Di recente nella cronaca italiana è apparsa la fotografia di un poliziotto in tenuta antisommossa che tiene tra le mani la testa di una donna africana in evidente stato di sofferenza. La fotografia è stata diffusa come simbolo dell'animo gentile, si scrive di "carezza", di un poliziotto verso coloro che ha l'ordine di reprimere. Altre fotografie prese quel giorno mostrano gli stessi protagonisti, ma qui il poliziotto ha il braccio alzato, come a intimare duramente alla donna di andarsene.

Questo è solo un caso, ma vale per qualsiasi fotografia, quando si tenta di legarne il senso alla cronaca di un evento. Nessuna fotografia è in grado di dimostrare nulla. Non è nel potere di un'immagine prelevata durante un certo tempo di esposizione. Essa si limita a descrivere nel suo limitato sistema tecnologico ciò che sta davanti all'obiettivo per un tempo dato e basta.

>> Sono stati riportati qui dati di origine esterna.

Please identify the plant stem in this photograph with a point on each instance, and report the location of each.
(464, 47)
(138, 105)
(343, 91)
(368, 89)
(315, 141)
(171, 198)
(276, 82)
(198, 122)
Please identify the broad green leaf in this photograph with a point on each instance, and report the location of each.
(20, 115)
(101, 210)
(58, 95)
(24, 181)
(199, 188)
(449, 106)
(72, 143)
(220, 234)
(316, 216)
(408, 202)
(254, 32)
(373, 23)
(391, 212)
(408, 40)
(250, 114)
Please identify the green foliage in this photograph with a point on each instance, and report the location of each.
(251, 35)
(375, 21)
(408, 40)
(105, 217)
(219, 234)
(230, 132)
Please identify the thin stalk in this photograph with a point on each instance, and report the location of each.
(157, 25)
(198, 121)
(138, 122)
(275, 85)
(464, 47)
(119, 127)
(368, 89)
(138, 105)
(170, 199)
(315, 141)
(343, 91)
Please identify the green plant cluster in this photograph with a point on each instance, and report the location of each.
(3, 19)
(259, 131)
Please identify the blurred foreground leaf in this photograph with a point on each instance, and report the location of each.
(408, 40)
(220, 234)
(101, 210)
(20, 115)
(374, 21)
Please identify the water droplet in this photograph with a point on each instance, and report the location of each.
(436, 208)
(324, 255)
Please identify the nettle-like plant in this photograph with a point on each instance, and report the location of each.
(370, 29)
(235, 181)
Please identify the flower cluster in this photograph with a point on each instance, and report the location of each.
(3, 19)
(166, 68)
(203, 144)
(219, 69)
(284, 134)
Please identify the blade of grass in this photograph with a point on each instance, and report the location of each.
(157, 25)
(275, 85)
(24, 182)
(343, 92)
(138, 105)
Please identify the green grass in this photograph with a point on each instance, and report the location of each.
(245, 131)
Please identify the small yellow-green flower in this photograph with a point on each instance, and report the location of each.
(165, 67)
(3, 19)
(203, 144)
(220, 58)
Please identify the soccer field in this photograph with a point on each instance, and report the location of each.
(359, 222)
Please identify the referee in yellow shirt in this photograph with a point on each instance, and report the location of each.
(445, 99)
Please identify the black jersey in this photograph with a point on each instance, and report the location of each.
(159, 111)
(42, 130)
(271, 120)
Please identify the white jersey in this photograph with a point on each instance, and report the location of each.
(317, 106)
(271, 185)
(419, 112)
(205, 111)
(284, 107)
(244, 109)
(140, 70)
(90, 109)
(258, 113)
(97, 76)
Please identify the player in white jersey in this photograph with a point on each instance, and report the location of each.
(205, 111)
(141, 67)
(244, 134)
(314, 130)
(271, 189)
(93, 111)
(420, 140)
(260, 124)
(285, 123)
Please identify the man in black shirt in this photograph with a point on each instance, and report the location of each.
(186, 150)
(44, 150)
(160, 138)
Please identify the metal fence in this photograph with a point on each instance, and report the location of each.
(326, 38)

Tornando all'esempio d'apertura del post, quella fotografia ci descrive, da un preciso punto di vista e nei limiti di quanto la focale, il tempo d'esposizione e la luce del momento potevano consentire, come sembra un essere umano vestito da poliziotto antisommossa nel 2017 a Roma; come sembra una donna dell'Africa orientale nel 2017 a Roma. Geotaggando la fotografia possiamo essere più precisi ancora: come sembrano quel giorno, a quell'ora in quel luogo. Andare oltre ed attribuire simboli, senso, motivazioni, significati, vuol dire non comprendere che si sta guardando una fotografia e pensare di poterla guardare come fosse un dipinto, un'illustrazione, un'immagine tradizionale, frutto della volontà e delle idee di un preciso essere umano che di quell'immagine ha deciso e realizzato ogni suo dettaglio.

Forse a quasi ormai due secoli dalla loro comparsa nel mondo delle immagini, si potrebbe pure iniziare a guardare le fotografie per quello che sono.